In the south the Sri Lankan government declared victory over a three decade long guerrilla war by crushing the LTTE (Liberation Tigers of Tamil Elam) with brute force and brutality. What went on during the final stages of the war was hidden as journalists were banned from the war zone by the Army. So the killing fields remain a mystery and the human loss and the nature of the war remains heavily disputed. More than 69,000 people lost their lives during the course of the long war which again started as an armed struggle for land, self determination and an end to ethnic discrimination. The Tamils for whom the guerrilla force LTTE said they fought for, have origins on the island nation which are as old as the majority Sinhalese. But they had been discriminated all along and so began their struggle for an independent piece of land they could call their own.

The LTTE started as a popular movement and somewhere along the way got hijacked by the megalomaniac misgivings of its leader and lost traction and direction. From a guerrilla group the LTTE became a terrorist group recruiting child soldiers and pioneering suicide bombings wreaking havoc amongst its own people and the nation. They were ultimately snuffed out early this year in a bloody battle. The aftermath of the war resulted in the creation of the largest internment camp for internally displaced Tamils fleeing the conflict. More than 40,000 Tamils languish in a camp imprisoned by the Sri Lankan government with the pretext that some of the LTTE members could be hiding within the refugee population. And so the Tamils suffer inhumane conditions on their own land prompting many to call it a deliberate act of slow genocide. Again the international community relinquishes its responsibility as there is no vested interest here. Another Darfur in the making, another armed conflict gone terribly wrong.

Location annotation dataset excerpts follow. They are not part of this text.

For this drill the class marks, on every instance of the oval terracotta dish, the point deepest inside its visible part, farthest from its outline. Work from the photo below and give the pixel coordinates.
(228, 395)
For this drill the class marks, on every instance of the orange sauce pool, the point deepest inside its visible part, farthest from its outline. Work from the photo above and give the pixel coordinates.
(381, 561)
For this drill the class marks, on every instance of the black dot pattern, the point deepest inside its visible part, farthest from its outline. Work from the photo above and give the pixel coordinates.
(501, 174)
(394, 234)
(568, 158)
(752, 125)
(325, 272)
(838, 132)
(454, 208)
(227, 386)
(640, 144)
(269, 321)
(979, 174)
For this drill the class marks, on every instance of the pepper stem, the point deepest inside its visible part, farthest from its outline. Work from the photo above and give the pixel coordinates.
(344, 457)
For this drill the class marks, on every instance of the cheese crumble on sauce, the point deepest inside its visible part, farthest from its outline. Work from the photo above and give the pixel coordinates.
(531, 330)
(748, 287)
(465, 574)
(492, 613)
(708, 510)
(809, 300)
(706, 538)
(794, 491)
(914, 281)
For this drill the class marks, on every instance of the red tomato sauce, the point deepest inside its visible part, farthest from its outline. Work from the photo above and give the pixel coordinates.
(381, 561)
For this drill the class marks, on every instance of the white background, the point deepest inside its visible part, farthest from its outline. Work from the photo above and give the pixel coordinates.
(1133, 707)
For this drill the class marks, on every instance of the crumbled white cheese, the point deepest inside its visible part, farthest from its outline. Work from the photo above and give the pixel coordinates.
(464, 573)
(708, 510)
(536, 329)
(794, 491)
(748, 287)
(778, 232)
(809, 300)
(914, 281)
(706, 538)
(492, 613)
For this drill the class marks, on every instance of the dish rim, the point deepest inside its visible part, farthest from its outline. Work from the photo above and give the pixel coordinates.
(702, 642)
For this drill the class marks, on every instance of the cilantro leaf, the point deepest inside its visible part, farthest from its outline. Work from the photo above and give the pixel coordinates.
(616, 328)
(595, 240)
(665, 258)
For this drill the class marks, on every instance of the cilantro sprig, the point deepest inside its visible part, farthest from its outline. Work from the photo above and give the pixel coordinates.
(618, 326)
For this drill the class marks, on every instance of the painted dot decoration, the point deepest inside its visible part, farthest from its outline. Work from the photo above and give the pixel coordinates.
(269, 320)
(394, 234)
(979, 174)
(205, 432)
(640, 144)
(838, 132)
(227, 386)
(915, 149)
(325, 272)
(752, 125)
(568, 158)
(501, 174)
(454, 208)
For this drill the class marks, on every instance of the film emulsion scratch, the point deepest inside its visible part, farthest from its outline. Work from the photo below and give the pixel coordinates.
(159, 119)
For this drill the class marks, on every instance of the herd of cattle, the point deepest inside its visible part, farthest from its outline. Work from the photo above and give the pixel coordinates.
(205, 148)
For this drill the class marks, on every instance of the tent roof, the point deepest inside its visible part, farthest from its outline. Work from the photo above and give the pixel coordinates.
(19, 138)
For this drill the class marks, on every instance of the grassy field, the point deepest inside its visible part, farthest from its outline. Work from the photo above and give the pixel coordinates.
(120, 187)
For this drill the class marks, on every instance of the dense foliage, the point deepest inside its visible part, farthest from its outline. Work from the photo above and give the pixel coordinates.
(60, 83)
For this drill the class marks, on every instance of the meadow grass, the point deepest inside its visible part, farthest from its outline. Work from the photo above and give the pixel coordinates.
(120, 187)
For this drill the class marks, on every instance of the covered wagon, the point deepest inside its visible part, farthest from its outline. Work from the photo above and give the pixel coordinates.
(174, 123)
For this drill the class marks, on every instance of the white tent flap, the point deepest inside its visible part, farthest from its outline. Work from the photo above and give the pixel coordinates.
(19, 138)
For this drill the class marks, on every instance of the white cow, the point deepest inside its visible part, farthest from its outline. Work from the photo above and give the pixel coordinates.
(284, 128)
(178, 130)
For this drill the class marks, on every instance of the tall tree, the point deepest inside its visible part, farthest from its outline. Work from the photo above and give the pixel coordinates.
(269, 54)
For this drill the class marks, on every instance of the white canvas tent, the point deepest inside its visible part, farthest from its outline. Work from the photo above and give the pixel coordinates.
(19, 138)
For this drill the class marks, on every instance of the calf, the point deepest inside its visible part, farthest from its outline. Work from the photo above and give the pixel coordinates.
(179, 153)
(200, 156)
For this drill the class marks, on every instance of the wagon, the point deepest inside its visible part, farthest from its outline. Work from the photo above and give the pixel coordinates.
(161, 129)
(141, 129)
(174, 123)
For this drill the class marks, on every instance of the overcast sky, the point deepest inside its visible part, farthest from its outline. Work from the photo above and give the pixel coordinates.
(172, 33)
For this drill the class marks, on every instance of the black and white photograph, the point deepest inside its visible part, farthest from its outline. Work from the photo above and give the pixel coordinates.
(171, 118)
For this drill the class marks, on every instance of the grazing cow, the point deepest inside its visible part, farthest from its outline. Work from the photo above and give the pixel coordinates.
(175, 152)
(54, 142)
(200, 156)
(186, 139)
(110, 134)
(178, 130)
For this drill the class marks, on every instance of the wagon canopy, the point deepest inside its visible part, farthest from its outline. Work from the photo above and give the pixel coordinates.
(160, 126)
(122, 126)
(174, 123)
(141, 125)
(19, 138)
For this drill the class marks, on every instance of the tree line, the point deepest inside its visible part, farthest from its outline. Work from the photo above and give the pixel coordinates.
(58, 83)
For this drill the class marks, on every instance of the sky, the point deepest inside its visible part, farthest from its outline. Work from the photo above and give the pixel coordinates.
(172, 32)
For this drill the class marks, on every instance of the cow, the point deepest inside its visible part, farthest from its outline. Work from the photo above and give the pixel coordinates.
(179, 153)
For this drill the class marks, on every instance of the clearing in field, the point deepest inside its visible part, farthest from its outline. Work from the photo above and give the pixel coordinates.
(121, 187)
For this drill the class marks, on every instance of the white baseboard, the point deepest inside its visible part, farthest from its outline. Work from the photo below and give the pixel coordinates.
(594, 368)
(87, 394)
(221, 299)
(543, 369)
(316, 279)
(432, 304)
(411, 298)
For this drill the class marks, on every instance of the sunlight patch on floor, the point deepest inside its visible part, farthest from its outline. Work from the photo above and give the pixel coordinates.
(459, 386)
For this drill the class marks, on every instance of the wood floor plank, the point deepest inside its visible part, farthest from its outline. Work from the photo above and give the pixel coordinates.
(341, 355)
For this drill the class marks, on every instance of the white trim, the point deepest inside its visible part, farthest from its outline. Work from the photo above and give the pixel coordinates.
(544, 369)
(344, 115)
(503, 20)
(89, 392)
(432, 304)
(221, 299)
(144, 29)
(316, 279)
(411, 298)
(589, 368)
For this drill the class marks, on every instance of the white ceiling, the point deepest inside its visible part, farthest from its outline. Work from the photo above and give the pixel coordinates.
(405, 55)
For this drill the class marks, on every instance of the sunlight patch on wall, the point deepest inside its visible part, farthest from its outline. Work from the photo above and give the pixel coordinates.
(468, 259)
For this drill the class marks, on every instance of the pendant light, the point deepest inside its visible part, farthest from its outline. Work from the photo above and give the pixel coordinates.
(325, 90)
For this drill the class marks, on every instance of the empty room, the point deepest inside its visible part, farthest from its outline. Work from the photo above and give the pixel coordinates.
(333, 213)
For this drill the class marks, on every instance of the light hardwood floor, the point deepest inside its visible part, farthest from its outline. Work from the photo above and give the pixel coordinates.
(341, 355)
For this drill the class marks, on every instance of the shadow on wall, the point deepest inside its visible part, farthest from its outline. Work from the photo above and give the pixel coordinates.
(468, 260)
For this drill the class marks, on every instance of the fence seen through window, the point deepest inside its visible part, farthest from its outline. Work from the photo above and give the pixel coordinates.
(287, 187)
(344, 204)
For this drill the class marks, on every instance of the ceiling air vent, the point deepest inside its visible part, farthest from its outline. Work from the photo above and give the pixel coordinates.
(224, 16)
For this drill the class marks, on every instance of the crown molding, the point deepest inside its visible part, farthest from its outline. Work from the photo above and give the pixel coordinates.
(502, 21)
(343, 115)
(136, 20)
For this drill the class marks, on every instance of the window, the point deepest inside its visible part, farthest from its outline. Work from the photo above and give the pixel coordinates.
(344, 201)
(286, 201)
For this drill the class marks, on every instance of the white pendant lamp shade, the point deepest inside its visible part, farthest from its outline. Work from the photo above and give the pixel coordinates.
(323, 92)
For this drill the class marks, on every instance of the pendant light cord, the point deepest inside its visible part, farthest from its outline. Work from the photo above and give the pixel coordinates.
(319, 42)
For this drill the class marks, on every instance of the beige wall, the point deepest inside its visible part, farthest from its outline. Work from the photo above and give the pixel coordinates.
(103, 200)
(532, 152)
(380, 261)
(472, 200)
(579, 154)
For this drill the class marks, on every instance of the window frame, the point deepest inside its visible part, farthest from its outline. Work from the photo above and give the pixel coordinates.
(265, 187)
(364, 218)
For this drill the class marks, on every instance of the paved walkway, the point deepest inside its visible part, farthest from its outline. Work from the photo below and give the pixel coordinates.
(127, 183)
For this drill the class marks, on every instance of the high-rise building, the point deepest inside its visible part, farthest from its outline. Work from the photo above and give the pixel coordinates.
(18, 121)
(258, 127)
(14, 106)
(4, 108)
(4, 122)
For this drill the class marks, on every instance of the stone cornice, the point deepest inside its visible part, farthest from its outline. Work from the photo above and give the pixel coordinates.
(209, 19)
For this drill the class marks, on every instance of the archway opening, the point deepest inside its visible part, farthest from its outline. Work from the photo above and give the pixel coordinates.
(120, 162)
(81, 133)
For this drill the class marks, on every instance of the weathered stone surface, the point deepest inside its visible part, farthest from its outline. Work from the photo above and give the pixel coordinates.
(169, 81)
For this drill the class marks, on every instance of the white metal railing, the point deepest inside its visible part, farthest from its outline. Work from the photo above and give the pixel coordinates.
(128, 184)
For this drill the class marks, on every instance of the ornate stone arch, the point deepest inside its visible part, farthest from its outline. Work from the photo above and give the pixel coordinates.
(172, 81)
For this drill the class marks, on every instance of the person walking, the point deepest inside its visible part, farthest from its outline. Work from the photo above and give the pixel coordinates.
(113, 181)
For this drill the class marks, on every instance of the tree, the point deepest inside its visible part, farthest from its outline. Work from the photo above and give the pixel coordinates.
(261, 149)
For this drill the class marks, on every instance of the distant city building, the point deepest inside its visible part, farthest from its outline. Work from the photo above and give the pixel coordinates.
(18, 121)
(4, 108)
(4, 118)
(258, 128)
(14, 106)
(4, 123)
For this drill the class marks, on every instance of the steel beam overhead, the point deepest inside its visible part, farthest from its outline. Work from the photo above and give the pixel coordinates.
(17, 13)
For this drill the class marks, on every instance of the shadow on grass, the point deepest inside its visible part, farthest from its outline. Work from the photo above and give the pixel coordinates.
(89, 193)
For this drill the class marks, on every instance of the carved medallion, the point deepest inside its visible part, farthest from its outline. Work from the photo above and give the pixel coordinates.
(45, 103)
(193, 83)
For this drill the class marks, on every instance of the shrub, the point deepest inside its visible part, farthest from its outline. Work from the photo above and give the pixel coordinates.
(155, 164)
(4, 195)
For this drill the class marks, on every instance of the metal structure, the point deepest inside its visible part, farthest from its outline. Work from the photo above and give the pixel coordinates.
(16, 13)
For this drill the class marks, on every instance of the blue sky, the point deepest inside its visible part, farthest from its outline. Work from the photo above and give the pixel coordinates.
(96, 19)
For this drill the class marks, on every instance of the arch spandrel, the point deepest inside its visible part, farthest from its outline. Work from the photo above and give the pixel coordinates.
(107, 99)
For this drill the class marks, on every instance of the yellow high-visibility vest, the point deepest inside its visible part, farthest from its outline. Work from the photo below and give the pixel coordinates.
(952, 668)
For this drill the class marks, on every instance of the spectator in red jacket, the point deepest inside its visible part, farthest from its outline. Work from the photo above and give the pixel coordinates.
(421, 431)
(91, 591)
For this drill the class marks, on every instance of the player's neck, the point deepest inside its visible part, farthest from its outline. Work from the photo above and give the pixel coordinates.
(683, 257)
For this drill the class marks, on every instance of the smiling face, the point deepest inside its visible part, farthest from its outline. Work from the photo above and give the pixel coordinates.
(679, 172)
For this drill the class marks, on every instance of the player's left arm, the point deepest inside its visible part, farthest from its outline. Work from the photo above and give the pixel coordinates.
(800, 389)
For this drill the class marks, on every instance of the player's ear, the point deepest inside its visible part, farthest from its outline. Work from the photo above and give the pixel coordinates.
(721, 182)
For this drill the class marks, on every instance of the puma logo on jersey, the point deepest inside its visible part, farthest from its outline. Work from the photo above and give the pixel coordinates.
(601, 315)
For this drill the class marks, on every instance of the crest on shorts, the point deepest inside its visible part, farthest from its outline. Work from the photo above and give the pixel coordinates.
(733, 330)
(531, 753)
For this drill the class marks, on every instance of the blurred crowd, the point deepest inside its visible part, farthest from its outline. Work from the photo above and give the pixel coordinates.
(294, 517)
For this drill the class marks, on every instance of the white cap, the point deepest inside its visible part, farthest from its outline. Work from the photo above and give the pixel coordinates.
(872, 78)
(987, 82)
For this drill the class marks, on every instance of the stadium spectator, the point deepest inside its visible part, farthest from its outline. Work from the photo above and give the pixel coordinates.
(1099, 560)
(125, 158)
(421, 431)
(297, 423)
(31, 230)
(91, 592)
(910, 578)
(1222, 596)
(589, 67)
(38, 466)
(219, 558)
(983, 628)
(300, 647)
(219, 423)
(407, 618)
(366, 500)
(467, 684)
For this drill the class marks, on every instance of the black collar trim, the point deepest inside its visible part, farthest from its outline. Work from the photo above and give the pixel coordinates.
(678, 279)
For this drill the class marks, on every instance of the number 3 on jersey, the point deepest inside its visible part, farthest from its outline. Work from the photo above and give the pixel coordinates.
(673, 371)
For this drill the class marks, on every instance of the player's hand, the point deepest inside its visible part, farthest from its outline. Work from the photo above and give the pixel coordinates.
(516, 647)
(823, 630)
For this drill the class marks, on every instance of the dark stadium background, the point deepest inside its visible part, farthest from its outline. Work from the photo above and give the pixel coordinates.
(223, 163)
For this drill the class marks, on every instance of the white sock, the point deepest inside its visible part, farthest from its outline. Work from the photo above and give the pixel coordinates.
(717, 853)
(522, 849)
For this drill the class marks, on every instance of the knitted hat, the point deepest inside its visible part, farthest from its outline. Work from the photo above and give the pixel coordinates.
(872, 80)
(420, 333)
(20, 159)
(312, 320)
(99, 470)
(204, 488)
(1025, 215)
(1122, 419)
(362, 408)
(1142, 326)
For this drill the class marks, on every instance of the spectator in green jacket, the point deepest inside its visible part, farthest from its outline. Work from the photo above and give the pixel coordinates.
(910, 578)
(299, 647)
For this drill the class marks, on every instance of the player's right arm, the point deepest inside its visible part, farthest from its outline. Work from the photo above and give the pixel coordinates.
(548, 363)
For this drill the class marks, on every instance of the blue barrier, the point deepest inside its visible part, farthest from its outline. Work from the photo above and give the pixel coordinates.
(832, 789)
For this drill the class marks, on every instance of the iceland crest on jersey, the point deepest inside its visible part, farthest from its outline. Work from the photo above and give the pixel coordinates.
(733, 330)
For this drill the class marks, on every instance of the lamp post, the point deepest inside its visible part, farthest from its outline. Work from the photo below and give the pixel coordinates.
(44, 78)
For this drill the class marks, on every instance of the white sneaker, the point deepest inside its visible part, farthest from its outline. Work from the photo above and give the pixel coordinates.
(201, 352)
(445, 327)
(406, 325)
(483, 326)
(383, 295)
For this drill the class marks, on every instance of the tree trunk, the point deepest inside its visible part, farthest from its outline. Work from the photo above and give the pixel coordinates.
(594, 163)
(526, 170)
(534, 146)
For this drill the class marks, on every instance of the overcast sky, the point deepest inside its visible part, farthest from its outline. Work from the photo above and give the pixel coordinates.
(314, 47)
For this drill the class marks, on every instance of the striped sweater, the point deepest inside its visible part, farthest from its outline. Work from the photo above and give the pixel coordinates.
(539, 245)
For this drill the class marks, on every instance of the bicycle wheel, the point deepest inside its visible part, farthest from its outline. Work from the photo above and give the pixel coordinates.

All these conflicts show that on a human moral level, they can never be justified, cause the casualties of war are always those who are at the lowest rung of the food chain. Armed conflicts on the other hand are always good for business, the arms business. All guerrilla groups are always well funded. They have easy access to weaponry. The LTTE had even managed to procure airplanes to fight the government. So someone is making money at the cost of wreaking mayhem. On the other hand the establishment always has an enemy they can use to scare their people into supporting their agenda. And so the battles rage on.

The reason why we do not have violent uprisings threatening to overthrow the establishment in the materially developed west, is because even in the most desperate situation a citizen can hope for a better future. They can still rely on their state and their legal system for some help. In most places where there is armed conflict, the people put their faith in who ever gives them immediate relief, and in most cases it is never the government. When the devastating earthquake hit Pakistan last year, it was the political wing of the terrorist group Lashkar-e-Toiba that provided relief in the eyes of the people. In parts of India the Maoists have forcibly taken land from the feudal landlords and redistributed it among the landless Dalits (out castes), bringing a sense of Robin Hood style justice to centuries of oppression.

In the west poverty is more of an emotional state than a physical one. Where as in these impoverished regions of the world poverty and neglect is all that is left. When you have nothing to lose you have little concern in causing harm to those who have everything to lose. Using bigger guns in these regions in search of an end game, is making a situation that is dire even worse. In a recent poll in Pakistan people in the affected areas were asked who they considered a bigger threat, the Taliban or the US. Overwhelmingly people said the US. This goes to prove that a military solution can never be a solution, it can only be a band-aid that burns and leaves deep open wounds. Democracy at the barrel of a gun does not last long.

In todays world more than ever, where you live does decide whether you live or whether you die. This very aspect gives people clarity to understand where they stand in relation to the planet. It is what it is.